The Stuff of Legend
As a former Associated Press reporter, Christopher Corbett knows how to spot a good story. So when he noticed that although thousands of Chinese had come to America during the gold rush, none of them were interred in boom town cemeteries, he followed the lead.
“I asked this old lady who had a store in the town, ‘Where is the Chinese cemetery?’ And she said, ‘The bone collectors came and took them back to China,’” he recalled. “I had never heard that the Chinese repatriated their dead, and my curiosity about that led me to this book.”
The book is The Poker Bride (Atlantic Monthly Press), in which Corbett tells the story of the Chinese in the West through the life of one such immigrant, Polly Bemis. Polly was sold by her famine-stricken parents, smuggled into San Francisco by her master, and won in a poker game by the man who would eventually become her husband. She lived an isolated life until 1923, when she came down from her home in the Idaho hills to tell her story.

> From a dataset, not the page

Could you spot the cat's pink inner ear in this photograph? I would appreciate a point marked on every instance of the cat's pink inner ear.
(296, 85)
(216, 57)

At least, that’s how the legend goes. “You’re in what they call the borderland of fable once you cross the Missouri, so it’s one of those stories that’s rooted in fact and layered with a lot of embellishment,” said Corbett, a professor of the practice in English.
Whether or not the story is one hundred percent true, it’s been getting a lot of praise. The Baltimore Sun called it “a juicy combination of social history and deconstructed myth,” and the Wall Street Journal said the tale “reflects the essence of the American immigrant experience.”
“I think the response in part is indicative of the interest in the Chinese experience in the 19th century West. People are curious about it,” said Corbett.
For Corbett, the book’s biggest accomplishment is that it tells the story of these forgotten immigrants. Most Chinese returned to their homeland after the gold rush, taking their stories as well as their countrymen’s bones with them, and left behind few traces of their presence.
“The larger matter is that we know something about Polly,” explained Corbett. “She’s the human face on this immigrant experience that we know so little about.”
This book wasn’t the author’s first foray into the Wild West. His 2003 book Orphans Preferred: The Twisted Truth and Lasting Legend of the Pony Express (Random House/Broadway Books) gained him notice as one of the premier scholars on the iconic service. That book was recently reissued as a paperback.
The Pony Express will celebrate its 150th Anniversary on April 3, and Corbett’s calendar is already filling up with invitations to discuss his work. Most notably, he will be the keynote speaker for the anniversary celebrations at St. Joseph, Missouri’s Patee House, which housed the Pony Express.
With two books demanding his attention in addition to his regular duties of teaching English and mentoring the Retriever Weekly staff, Corbett acknowledges that “things are slightly wild”—just like they were in the Old West.
Corbett will speak at the Poe Room at the Enoch Pratt Free Library on February 24 at 6 p.m., and at UMBC’s Albin O. Kuhn Library Gallery on March 9 at 4 p.m.